Opening Nights: Pullman Porter Blues

Three generations on a train, with plenty of hot music.

With a presidential election fast approaching, the Depression-set Pullman Porter Blues provides an ideal meditation on how far down the tracks we’ve come in dealing with race and class. FDR’s America may have been very different in 1937, but for Seattle playwright Cheryl L. West, the nation’s route to equality was pretty much the same then as now: more often improvised than planned.

West sets three generations of porters on the Panama Limited from Chicago to New Orleans; four decades after emancipation, with slavery a living memory, her characters are clearly intended as archetypes of their time. The three men of the Sykes family exemplify how blacks first embraced, then chafed at, the harsh working conditions of their day.

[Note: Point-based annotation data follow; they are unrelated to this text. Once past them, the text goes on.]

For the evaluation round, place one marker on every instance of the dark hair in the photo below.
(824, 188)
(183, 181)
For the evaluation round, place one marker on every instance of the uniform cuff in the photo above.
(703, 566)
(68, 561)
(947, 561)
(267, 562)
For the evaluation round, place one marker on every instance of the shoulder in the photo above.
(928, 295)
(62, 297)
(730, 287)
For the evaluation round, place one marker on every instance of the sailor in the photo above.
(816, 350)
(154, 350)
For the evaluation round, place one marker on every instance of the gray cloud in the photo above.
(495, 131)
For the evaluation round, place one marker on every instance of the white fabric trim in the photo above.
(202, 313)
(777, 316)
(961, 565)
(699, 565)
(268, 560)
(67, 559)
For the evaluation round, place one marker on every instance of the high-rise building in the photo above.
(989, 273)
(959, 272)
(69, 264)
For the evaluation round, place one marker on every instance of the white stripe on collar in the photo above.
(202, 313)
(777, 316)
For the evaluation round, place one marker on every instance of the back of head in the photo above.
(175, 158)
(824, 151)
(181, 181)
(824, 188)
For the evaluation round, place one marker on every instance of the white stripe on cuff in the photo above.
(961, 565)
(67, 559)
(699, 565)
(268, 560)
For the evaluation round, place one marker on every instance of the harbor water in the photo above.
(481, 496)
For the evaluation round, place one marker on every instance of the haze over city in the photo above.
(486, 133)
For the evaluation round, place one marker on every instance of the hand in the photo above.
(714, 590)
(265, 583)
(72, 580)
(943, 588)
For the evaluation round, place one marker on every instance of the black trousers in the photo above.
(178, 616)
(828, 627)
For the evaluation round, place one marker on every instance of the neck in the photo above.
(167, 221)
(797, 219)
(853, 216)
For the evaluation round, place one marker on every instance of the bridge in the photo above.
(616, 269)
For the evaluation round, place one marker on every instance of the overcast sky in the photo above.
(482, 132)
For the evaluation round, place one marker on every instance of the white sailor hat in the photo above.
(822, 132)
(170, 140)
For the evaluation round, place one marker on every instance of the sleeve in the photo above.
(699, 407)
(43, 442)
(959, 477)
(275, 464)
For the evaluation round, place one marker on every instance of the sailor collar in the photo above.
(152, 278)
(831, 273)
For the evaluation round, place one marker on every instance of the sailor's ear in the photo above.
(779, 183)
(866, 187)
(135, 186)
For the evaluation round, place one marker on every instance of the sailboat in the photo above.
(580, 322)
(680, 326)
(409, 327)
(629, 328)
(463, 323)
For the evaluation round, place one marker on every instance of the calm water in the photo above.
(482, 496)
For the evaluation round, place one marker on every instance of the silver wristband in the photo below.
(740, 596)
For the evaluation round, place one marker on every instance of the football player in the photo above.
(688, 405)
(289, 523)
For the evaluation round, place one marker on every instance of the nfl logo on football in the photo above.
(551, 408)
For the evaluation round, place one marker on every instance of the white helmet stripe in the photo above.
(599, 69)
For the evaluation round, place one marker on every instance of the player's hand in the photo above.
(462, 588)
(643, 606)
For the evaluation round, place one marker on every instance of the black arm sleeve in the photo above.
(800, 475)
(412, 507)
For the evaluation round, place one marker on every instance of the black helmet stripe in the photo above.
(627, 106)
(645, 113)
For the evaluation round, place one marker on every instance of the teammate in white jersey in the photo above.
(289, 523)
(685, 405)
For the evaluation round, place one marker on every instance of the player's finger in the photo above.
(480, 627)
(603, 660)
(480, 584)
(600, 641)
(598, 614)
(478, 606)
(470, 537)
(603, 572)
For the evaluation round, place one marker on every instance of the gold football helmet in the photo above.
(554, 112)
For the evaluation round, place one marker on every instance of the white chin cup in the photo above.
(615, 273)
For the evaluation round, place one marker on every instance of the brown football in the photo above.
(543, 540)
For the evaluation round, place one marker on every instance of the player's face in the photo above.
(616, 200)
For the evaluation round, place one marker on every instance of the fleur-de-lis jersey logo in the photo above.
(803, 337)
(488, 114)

This particular journey has some surprises for the trio. No sooner does Grandpa Monroe (Larry Marshall) start training his grandson Cephas (Warner Miller) for the life of a porter than they discover at the last minute that the boy’s father Sylvester (Cleavant Derricks) has picked up the run, too. And union organizer Sylvester has no idea his son is considering a life other than becoming the family’s first doctor. Enter Sister Juba (E. Faye Butler), a blues singer whose volcanic sexual appetites are matched only by her skills as a songstress. Like a chess master, West then adds a white stowaway girl (blues-harp whiz Emily Chisholm) and a bigoted conductor (Richard Ziman); they’re instrumental figures in her drama—neither completely cardboard, nor fully three-dimensional.

While not a musical per se, Pullman Porter Blues uses a live stage band to back its cast members in a baker’s-dozen spirituals, blues numbers, and work songs, several of which date back to the slave era. These tunes, forged in the fires of oppression, are rock-solid and performed with consummate skill by the sublime cast, crisply directed by Lisa Peterson. (The onstage musical director is Jmichael.)

Stitching together a story incorporating such songs defines daring, because not a line in any of them doesn’t resonate with integrity. You either meet that challenge or you’re left at the station, baggage in hand. Everyone involved in this world premiere accepts that responsibility. It’s one hell of an enthralling ride toward equality that, West suggests, is far from over.